The Banks grass mite, Oligonychus pratensis (Banks) (Acari: Tetranychidae), is a serious pest of grains, grasses and dates. In order to develop and optimize biological control strategies against the Banks grass mite, the survival and development of the predator, Galendromus flumenis (Chant) (Acari: Phytoseiidae), at eleven constant temperatures between 12 and 44°C were determined. The survival rates of G. flumenis (67.4-89.5 %) were highest between 26 and 38°C although it developed successfully from egg to adult at temperatures ranging from 18 to 42°C. The lower temperature threshold (T 0 ) and thermal constant (K) for total immature development were 13.3°C and 145.3 degree-days, respectively. The upper temperature threshold was 44.3°C, and the optimal temperature for development was calculated to be 37.5°C. These results indicate that G. flumenis is better adapted to high temperatures than most predators in the Phytoseiidae. In addition, the thermal requirements for total development of G. flumenis was found to be very close to those of O. pratensis which indicates that there should be synchrony between the occurrence of the prey and the predator. Therefore, the lack of predation observed in the field is related to other factors, such as the developmental time between O. pratensis and G. flumenis, or the inability of the predator to establish at the same time, and in the same location, as the prey.

Temperature-dependent development and life table parameters of Typhlodromus bagdasarjani (Phytoseiidae) fed on two-spotted spider mite.

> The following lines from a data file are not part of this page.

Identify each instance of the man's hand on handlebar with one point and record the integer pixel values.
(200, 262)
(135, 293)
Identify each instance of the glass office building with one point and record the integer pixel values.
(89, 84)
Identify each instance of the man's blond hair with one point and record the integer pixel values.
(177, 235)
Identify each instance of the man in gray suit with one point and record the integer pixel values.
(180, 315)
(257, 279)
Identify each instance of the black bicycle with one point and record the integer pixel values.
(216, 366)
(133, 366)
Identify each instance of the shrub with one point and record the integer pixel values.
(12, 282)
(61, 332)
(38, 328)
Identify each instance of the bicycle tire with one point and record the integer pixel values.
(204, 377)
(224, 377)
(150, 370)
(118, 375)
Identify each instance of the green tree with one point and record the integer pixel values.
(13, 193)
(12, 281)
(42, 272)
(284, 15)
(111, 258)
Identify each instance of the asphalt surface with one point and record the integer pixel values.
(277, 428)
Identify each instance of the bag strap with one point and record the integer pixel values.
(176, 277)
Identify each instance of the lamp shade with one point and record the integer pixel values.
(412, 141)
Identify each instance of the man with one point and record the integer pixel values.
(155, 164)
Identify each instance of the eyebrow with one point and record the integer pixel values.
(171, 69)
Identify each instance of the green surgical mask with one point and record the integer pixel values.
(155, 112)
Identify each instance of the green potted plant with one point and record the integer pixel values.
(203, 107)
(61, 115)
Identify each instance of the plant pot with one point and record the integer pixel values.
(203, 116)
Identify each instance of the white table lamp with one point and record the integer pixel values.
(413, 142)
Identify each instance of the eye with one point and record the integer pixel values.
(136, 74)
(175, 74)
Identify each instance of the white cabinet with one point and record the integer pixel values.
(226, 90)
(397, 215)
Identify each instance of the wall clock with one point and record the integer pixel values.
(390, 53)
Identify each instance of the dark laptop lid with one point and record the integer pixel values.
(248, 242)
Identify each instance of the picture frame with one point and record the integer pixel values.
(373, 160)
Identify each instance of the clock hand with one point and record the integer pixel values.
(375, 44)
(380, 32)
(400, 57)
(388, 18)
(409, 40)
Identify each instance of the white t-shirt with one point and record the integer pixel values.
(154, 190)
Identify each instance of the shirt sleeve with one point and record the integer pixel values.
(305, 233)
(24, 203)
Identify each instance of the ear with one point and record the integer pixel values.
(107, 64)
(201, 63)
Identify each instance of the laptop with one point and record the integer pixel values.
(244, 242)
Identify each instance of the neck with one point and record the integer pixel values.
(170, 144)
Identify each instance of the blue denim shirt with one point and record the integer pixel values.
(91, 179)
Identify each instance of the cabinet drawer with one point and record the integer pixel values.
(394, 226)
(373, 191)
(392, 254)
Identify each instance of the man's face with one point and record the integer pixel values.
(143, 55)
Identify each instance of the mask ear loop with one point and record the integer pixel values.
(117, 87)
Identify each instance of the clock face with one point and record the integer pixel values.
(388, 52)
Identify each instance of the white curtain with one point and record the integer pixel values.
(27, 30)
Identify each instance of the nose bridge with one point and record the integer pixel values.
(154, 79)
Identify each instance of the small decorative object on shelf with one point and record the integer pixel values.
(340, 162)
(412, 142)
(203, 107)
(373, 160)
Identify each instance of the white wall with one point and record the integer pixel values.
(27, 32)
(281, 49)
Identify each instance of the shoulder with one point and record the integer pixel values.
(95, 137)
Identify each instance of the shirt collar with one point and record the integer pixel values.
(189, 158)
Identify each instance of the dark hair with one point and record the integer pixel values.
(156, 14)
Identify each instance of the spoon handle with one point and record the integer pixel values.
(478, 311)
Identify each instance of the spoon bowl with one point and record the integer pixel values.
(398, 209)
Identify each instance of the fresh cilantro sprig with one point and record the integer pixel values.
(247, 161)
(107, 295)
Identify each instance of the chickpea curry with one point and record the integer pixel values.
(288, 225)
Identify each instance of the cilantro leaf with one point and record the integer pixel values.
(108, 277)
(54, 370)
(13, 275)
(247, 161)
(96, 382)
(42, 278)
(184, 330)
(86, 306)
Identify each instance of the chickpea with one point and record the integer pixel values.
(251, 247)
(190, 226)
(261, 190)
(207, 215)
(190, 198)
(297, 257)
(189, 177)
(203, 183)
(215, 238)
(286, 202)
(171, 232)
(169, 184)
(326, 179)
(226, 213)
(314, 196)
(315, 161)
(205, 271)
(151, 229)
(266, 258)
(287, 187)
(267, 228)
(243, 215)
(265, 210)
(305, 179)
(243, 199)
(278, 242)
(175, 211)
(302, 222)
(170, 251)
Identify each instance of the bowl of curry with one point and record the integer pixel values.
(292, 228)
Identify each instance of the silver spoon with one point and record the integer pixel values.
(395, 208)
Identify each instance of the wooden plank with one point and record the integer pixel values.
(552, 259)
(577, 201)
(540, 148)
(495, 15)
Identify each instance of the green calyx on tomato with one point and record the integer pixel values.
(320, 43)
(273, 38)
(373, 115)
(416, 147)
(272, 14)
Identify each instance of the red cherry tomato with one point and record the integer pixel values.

The predatory mite Typhlodromus bagdasarjani Wainstein and Arutunjan (Acari: Phytoseiidae) is an indigenous and widespread species of the Middle East fauna. In this paper we assess the effect of temperature on developmental rate and reproduction potential of T. bagdasarjani under laboratory conditions. The development of this species was determined at 15, 20, 25, 30, 35 and 37.5 ± 1°C, 60 ± 10% RH and L16:D8 h photoperiod. The total developmental time averaged 28.2, 15.0, 8.9, 7.6, 7.2 and 7.4 days at 15-37.5°C, respectively, when feeding on immature stages of two-spotted spider mite, Tetranychus urticae Koch. The lower developmental threshold (T ( 0 )) and thermal constant (K) for the development of this predator were estimated 9.2°C and 162 degree-days by the Ikemoto linear model. The life table parameters were estimated at 15-35°C. The shortest life span of females at 35°C was 45.0 days, followed by 50.7, 50.9, 103.3 and 136.8 days at 30, 25, 20 and 15°C, respectively. Mated females laid on average 19.9, 26.3, 41.1, 39.6 and 31.3 eggs per female at 15-35°C, respectively. The intrinsic rate of increase (r ( m )) and finite rate of increase (λ) increased significantly with increasing temperature. The r ( m ) values ranged from 0.021 (15°C) to 0.186 (35°C) days(-1). The highest value of net reproductive rate (R (0)) was 13.6 females progeny/female/generation at 25°C. The results demonstrated that T. bagdasarjani is well adapted to high temperatures. However, the efficiency to control spider mites may be affected by behavioral characteristics of the predator and its prey under real conditions.